Goed plan. Eerst even naar de supermarkt voor die broodjes. En dan meteen maar het eten voor vanavond meenemen. Misschien moest ik het eten vast koken, want daar had ik vast geen zin meer in als ik terugkwam. En als ik toch ging, kon ik net zo goed omfietsen voor wasmiddel van het Kruidvat, want dat was in de aanbieding.
Anderhalf uur later tilde ik de laatste boodschappen van mijn fiets. Mijn rug zat onder de zweetdruppels. Snel kookte ik de pastasaus terwijl de kinderen ruzieden of het luchtbed mee moest of de zwemband in de vorm van een worst.
Het zweet liep in stralen over mijn rug toen we een half uur later bij het strandje waren. Niet erg, zei ik tegen mezelf. Nu kan ik gaan liggen, in de schaduw van de parasol, en genieten. Alleen even de parasol in de grond zetten. Dan kan het heerlijke zomergevoel komen.
Ik pakte de parasol en duwde de stok in de grond. De grond was hard. De stok ging er maar een heel klein stukje in. Ik trok mijn schoen uit en sloeg met de hak op de stok. Ik wist zeker dat ik de stok dieper de grond in zag gaan. Voor de zekerheid voelde ik even aan de stok. Hij wiebelde maar een heel klein beetje. Ik stak de bovenkant van de parasol in de stok en klapte de parasol uit. Nu even de handdoek pakken. Achter me hoorde ik een flapperend geluid. Ik kon de weggewaaide parasol nog net op tijd grijpen.
De parasol moest maar schuin op de grond, zonder stok, besloot ik. Dan zou ik eronder kruipen. Ik streek mijn jurk glad, pakte de krant en ging liggen. Mijn hoofd zat pal onder de parasol. Er was te weinig schaduw voor mijn voeten, die lagen in de brandende zon.
Mijn voeten kunnen dat wel hebben, dacht ik. Nu ga ik genieten. Laat ik eens beginnen met de ingezonden brieven. Woede en ergernis van anderen, daar word ik altijd erg rustig van. En dan straks een lekker slokje ijsthee en een broodje zalm. Tien boze regels kon ik lezen. Toen sloeg de wind de pagina’s van de krant om. Ik sloeg ze met beide handen terug en was nog net op tijd om de opvliegende parasol tegen de grond te duwen.
Daar lag ik dan. Met mijn linkerhand hield ik de parasol vast.

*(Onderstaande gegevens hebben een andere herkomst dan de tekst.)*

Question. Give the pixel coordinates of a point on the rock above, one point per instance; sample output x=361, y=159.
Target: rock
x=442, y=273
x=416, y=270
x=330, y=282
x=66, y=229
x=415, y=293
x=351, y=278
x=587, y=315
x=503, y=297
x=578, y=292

In mijn rechterhand de krant die ik niet kon lezen omdat het te hard waaide. Mijn voeten lagen nog steeds in de zon en begonnen verdacht heet aan te voelen. Mijn neus raakte het doek van de parasol. Die rook naar vocht en schuur, ik werd er misselijk van.
Ik wou dat het altijd zomer was.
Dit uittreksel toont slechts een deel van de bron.